View Single Post
  #38   Report Post  
Posted to sci.electronics.design,sci.electronics.repair,sci.electronics.basics
Jan Panteltje Jan Panteltje is offline
external usenet poster
 
Posts: 102
Default low cost thermocouple DAQ that works with ubuntu linux tia sal22

On a sunny day (Sat, 04 Dec 2010 14:09:56 -0500) it happened Phil Hobbs
wrote in
:

Jan Panteltje wrote:
On a sunny day (Sat, 04 Dec 2010 12:32:34 -0500) it happened Phil Hobbs
wrote in
:

signal. If you rip an electret mic apart, you'll find that it is
metallized on both sides, and the signal is taken between the plates.

It really isn't a capacitance microphone, although its audio
characteristics are somewhat similar. The plates don't move together,
and there's no net field anyway, even if they did. The physics is the
change in the electric polarization due to strain in the material--i.e.
a poled piezoelectric.


Snipped PhD confusion

I do not think that is correct.
http://en.wikipedia.org/wiki/Electret_microphone
Scroll to the bottom, there are 3 types of electret mikes described.
The second one described has the electret film fitted to the backplate, where it does *NOT MOVE AT ALL*.
The third one has the film on the inside front cover where it does *NOT MOVE EITHER*.
That sort of nullifies your argument about strain, except on your mind of course.


insert clue here



We're now in violent agreement, I see.


Oh no.



I didn't mean "move in the same
way", but "move closer together", i.e. the spacing doesn't change, so it
can't be a capacitance mic. Clumsily put, admittedly, but the rest of
the argument should have removed the ambiguity. Electret mics are not
capacitance mics.



It all depends, apart from the issues of ego and losing face,
for a man it is better to admit he is wrong, simply, at times, a pussy will blow
smoke and go side-paths.
You show how much you know about piezo, but this was about electrostatics.
Apples and oranges.

Let's look a bit closer.

If you take 'capacitor mike' literally, as one MIGHT do,
then neither the capacitor mike, nor the electret mike, really uses the CAPACITANCE.
One could make a 'capacitor mike' by making a tuned circuit (LC) oscillator, and have one fixed and one moving membrane
form a capacitor, and the frequency would change under influence of the capacitance,
so under the influence of the membrane moving, so under the influence of air pressure changes, say audible sound
if it is in the air pressure changes occur in the right frequency range.
There is a square in there somewhere, so it would not be all that linear over a large movement.
Once could use a FM radio to detect this if the circuit was made to oscillate in the FM band.
Maybe the correct word here is 'parametric'.

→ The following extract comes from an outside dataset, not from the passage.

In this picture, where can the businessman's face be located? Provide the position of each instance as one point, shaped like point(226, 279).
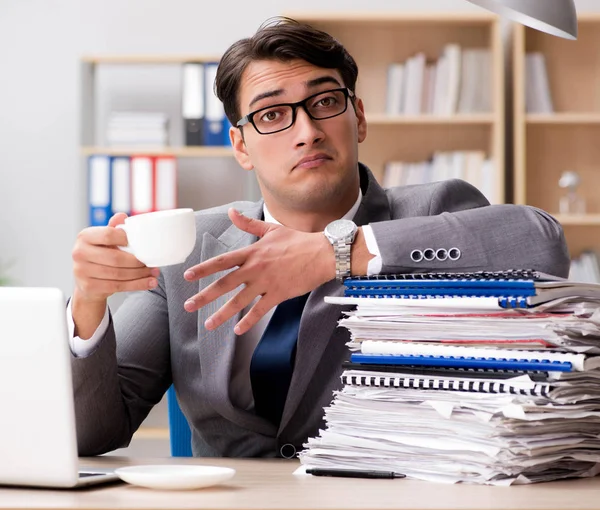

Then there is the real 'capacitor mike' as we call it, and that is actually an 'electrostatic mike',
http://en.wikipedia.org/wiki/Microphone
where something moves RELATIVE TO (old Einstein ;-) something else, where one of the objects carries a charge.
This is the SAME in the 'capacitor mike' and the 'electret mike'.

The difference is that the capacitor mike needs an external supply for the voltage,
and the electret uses a polarised film, so needs no external supply, simpler, cheaper, better,
no hum, no filtering problems.

So for all practical purposes, and all theoretical purposes, we can compare a 'capacitor mike'
with an 'electret mike', as both use exactly the same mechanism.
Thank you for your attention and have a nice day.

PS
There are also electrostatic speakers, Quad comes to mind as a manufacturer.
Very much HiFi.
I have even listened to electrostatic headphones.